ALTHOUGH laws are not cast in stone and subject to review to suit prevailing times, it would be wrong for Government to immediately begin to consider amendments to the newly amended Constitution before the Presidential and general elections.
Certainly, the Grade 12 certificate qualification as a requirement to be nominated to elective positions should not cloud our minds to start thinking of an amendment at this stage.
The Grade 12 certificate clause which was largely ignored during the period the Draft Constitution was being debated and was unanimously voted for by Parliament during the amendment process has surprisingly raised unqualified controversey.
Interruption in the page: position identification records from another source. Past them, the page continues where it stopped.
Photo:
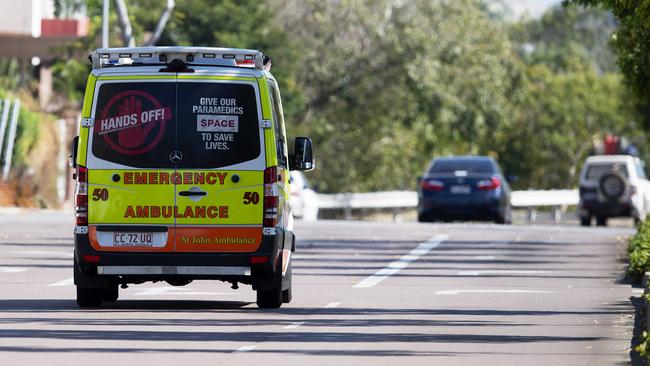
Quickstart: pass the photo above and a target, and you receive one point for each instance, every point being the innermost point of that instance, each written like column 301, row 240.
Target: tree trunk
column 125, row 23
column 162, row 22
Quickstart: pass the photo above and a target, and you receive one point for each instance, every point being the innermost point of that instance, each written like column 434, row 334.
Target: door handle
column 192, row 193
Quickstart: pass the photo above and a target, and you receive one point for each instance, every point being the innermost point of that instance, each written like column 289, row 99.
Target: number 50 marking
column 251, row 197
column 100, row 194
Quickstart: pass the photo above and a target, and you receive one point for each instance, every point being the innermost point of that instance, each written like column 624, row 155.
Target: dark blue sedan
column 465, row 188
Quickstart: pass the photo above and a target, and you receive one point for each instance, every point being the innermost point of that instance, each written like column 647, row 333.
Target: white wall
column 23, row 17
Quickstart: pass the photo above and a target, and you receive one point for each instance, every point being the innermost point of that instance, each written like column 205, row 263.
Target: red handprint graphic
column 122, row 125
column 135, row 136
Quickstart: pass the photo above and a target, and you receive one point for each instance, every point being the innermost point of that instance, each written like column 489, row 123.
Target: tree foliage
column 382, row 86
column 632, row 47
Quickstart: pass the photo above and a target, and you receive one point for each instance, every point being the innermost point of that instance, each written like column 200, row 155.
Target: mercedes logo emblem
column 175, row 156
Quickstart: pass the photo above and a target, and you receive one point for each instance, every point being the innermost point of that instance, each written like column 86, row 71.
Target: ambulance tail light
column 81, row 196
column 271, row 197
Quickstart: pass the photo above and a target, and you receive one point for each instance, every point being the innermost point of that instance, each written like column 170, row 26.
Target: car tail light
column 271, row 197
column 259, row 259
column 432, row 185
column 489, row 184
column 81, row 196
column 91, row 258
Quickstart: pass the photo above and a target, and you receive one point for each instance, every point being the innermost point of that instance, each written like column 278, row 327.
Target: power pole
column 105, row 25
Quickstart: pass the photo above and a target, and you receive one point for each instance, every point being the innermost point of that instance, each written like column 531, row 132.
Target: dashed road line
column 403, row 262
column 510, row 291
column 294, row 325
column 66, row 282
column 484, row 257
column 498, row 272
column 12, row 269
column 246, row 348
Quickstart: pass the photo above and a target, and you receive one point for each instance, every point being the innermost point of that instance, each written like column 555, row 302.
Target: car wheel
column 612, row 185
column 89, row 297
column 269, row 299
column 110, row 294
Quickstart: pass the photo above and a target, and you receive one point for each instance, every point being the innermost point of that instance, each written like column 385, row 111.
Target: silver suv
column 613, row 186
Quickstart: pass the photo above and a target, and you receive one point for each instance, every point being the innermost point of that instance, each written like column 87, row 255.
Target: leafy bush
column 639, row 252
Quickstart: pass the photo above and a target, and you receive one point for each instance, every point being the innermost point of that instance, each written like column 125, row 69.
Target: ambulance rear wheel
column 89, row 297
column 269, row 299
column 287, row 293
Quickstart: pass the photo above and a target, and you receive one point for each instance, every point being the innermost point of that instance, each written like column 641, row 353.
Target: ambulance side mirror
column 73, row 151
column 303, row 158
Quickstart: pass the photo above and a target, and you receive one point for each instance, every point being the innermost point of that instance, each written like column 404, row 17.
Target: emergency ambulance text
column 211, row 178
column 189, row 212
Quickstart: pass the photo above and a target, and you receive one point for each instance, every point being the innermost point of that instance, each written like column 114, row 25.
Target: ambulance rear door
column 131, row 197
column 221, row 193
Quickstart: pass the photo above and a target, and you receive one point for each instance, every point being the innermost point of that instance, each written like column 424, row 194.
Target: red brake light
column 432, row 185
column 259, row 259
column 271, row 197
column 81, row 196
column 489, row 184
column 90, row 258
column 271, row 175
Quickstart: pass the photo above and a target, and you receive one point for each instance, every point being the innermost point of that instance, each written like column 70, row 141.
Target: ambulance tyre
column 286, row 285
column 89, row 297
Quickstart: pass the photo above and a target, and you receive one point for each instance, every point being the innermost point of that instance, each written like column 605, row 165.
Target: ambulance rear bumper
column 174, row 270
column 109, row 268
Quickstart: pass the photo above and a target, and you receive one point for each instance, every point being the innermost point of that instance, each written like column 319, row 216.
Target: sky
column 534, row 8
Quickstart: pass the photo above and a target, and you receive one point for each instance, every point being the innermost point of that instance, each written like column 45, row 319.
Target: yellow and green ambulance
column 182, row 173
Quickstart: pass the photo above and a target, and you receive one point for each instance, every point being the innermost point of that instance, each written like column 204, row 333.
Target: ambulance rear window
column 211, row 124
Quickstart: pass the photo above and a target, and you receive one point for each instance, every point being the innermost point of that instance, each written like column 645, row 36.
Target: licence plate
column 133, row 239
column 464, row 189
column 589, row 196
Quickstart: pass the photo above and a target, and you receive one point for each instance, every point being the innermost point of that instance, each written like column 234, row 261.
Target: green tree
column 388, row 85
column 632, row 47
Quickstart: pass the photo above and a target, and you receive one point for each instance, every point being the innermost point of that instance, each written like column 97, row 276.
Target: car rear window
column 595, row 171
column 213, row 125
column 469, row 165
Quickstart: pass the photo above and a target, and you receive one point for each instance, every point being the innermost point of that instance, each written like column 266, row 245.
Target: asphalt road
column 364, row 293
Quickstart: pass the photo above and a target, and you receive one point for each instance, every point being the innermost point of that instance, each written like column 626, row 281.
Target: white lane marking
column 294, row 325
column 63, row 255
column 66, row 282
column 484, row 257
column 458, row 292
column 403, row 262
column 246, row 348
column 504, row 271
column 12, row 269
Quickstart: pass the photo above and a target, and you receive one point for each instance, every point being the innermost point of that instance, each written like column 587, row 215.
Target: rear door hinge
column 87, row 122
column 265, row 123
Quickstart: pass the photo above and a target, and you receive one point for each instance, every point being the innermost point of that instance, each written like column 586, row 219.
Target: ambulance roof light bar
column 212, row 56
President Lungu has acknowledged being petitioned by both the ruling Patriotic Front (PF) and the opposition political parties to consider taking back the amended Constitution to Parliament for yet another amendment, specifically to expunging the now unpopular Grade 12 certificate clause.
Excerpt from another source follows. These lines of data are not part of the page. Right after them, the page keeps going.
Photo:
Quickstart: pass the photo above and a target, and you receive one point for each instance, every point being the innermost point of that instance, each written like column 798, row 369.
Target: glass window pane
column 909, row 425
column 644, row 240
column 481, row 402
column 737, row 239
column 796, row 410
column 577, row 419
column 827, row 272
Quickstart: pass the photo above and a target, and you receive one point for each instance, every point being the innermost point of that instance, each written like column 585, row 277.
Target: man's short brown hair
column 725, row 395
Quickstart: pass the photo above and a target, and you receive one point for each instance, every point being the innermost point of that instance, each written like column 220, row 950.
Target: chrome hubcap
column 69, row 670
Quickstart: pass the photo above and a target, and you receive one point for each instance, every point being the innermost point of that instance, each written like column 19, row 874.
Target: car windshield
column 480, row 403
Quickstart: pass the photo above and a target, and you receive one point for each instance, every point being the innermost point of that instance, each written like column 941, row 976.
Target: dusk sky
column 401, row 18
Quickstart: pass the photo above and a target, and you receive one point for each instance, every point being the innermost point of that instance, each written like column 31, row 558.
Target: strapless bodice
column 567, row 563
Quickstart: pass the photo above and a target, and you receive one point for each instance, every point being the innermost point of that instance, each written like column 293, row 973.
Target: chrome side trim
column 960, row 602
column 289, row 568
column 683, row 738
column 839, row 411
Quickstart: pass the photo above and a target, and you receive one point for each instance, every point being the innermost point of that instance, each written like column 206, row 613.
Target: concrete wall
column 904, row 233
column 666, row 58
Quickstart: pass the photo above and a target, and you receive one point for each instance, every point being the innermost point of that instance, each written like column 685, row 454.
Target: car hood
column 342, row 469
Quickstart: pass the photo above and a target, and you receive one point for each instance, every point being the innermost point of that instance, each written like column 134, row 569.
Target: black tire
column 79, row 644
It is difficult to understand that 51 years after Independence, some areas of Zambia would have difficulty in identifying a candidate with a Grade 12 certificate.
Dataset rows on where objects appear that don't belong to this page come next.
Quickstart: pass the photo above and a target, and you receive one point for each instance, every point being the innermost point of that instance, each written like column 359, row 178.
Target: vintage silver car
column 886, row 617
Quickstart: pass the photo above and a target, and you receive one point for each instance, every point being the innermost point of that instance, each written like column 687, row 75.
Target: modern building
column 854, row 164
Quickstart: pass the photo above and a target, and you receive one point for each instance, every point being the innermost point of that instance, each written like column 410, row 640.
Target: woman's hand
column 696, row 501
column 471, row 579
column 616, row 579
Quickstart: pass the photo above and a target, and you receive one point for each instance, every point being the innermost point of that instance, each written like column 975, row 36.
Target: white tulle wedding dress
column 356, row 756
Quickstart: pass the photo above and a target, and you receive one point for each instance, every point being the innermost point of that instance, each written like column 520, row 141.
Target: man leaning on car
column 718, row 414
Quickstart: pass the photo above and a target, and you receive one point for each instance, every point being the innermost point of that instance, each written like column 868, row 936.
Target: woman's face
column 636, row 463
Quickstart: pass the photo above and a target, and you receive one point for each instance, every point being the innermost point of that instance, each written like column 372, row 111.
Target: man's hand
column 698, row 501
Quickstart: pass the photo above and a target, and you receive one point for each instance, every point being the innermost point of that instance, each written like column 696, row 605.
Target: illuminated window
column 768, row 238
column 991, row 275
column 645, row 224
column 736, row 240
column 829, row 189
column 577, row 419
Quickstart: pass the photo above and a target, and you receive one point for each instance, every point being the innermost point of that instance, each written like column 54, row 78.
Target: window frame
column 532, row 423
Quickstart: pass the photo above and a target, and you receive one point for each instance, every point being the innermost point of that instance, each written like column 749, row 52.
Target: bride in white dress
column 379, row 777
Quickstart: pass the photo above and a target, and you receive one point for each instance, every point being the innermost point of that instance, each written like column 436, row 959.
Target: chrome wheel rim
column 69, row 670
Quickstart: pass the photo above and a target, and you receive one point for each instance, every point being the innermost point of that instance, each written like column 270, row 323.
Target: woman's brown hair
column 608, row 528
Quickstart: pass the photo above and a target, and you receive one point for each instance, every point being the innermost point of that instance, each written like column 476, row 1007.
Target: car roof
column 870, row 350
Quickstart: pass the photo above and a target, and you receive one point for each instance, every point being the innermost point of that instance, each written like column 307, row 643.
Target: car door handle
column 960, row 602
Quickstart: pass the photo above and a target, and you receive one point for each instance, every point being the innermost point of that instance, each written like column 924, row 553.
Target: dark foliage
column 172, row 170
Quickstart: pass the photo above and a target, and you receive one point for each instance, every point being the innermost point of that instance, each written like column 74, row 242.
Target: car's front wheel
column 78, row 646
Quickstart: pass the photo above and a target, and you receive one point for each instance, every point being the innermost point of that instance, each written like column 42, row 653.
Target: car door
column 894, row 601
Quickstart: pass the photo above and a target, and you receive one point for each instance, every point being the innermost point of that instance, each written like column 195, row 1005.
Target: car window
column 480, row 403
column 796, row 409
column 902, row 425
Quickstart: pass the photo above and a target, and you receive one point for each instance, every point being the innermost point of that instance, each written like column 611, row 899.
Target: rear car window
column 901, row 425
If that were the case, then it is a disservice leaving towards leaning towards infrigment of human rights which the present Government and future Governments should strive to correct.
This means governments in the last 51 years have not developed rural to attract and retain properly schooled individuals.
Those who acquire Grade 12 certificates often leave the rural settings to settle in urban areas where they add pressure on the scarce social amenities.
But what we know for a fact is that there are so many Grade 12 certificate holders in all areas of Zambia who could easily stand as councillors, mayors and members of Parliament, including contesting the presidency.
There are former public service workers in rural areas and other private businessmen who consider political elective office as being the preserve of the less educated.
Their demotivation to join civic leadership is the low calibre of many candidates who engage in political debate without researched facts.
The preoccupation of many politicians has been insults at the expense of political ideologies and developmental plans for their ward or constituency often blamed on insufficient formal schooling.
Because of this scenario many educated individuals to recoil into a cocoon and rarely participate in civic or political debates.
But those are the people that the less educated ‘hire’ as secretaries of committees when they want development proposals to be submitted to the council.
We know education does not make an individual wise, but attracting the wise to education would go a long way in ensuring that elective offices had the required manpower.
Our view is that Zambians should test the new laws before any amendments can be considered for review.
Political parties should not be lazy in their quest to attract reasonably qualified candidates who can understand political development.
It is important that political parties become proactive and invite the best brains that they can attract to meet the required nomination qualifications for elective positions.
This will motivate school going children in rural areas to aspire to at least possess a Grade 12 qualification.